Он снова подвел меня к своему творению, но не вплотную, чтобы я смог разглядеть широкую плиту из черного мрамора (наверняка ту самую, которую он заказывал в граверной мастерской возле кладбища Сен-Аматр). Теперь на ней были высечены и блестели золотом две строчки, которые служили пояснением ко всей картине:
О прошлое мое, лишь ты погребено,
Но смерть моя — весна, что будет длиться вечно.
Макс Жакоб[142]
Блондин по-прежнему был здесь со своим топором, загораживая мне выход в галерею, через которую мы пришли. Я сказал себе, что положение становится все более опасным. Однако я особо не паниковал. Я понял, что если мсье Леонар решил мне еще что-то показать или объяснить, то я, по крайней мере, получаю отсрочку. Итак, я сделал вид, что меня интересуют детали, и принялся задавать вопросы. Из-за чего такая разница в освещении? Для чего понадобились профессиональные атрибуты жертв?
— А, вы заметили? Это долгая история. Вначале — вы будете смеяться — я прочел «Божественную комедию» Данте с описанием девяти кругов ада, семи чистилищ и десяти небес. Но я тщетно пытался бы воспроизвести ее в точности: мне не хватило бы для этого… материала.
При этом слове я вздрогнул. «Материал» для воплощения навязчивой идеи этого одержимого: вот несчастные безымянные покойники с кладбищ Сен-Аматр или Конш, вот Жан Моравски и мой дядя, объединенные против воли! Но вы, по крайней мере, умерли своей смертью, естественной или добровольной. А что сказать о тебе, бедная Эглантина, и о вас, Прюн и Филибер, злодейски умерщвленных, против воли вырванных из жизни в расцвете лет?

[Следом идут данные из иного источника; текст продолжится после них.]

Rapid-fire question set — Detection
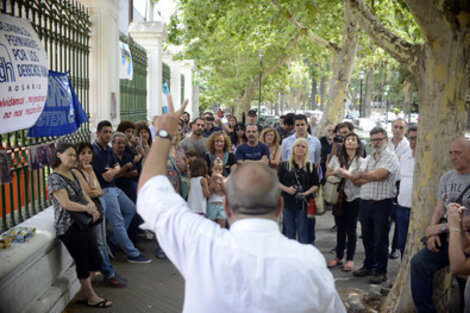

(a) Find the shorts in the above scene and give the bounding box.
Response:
[206,202,227,220]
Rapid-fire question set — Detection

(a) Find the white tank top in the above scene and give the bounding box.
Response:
[188,176,207,214]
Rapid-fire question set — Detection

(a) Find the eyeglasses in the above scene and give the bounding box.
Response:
[370,137,385,142]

Но Бальзамировщик невозмутимо продолжал, словно был хранителем обычного музея, желающим привлечь внимание обычных туристов, или художником в кругу своих коллег, демонстрирующим свою работу. Итак, отказавшись в точности воспроизводить поэтический шедевр великого флорентийца, со всеми его бесконечными уровнями и подразделениями, он, тем не менее, все же решил ввести некоторые различия, в соответствии с причинами, по которым те или иные тела были удостоены той или иной участи. По краю круга он разместил «грешников», которые не заслуживали того, чтобы жить, и телам которых он нарочно придал нелепые и карикатурные позы. Те, кто помещался в середине, были ядром «общества», каким он его себе представлял: различные профессиональные корпорации со своими правилами и манерами.
— А кстати, — неожиданно вспомнил я, — здесь у вас нет представителей полиции…
Мне захотелось узнать, что он сделал с Клюзо. Но он не понял намека, и мне пришлось объяснить.
— Никогда больше не видел этого идиота, — ответил он. — Если он и исчез, то я тут ни причем.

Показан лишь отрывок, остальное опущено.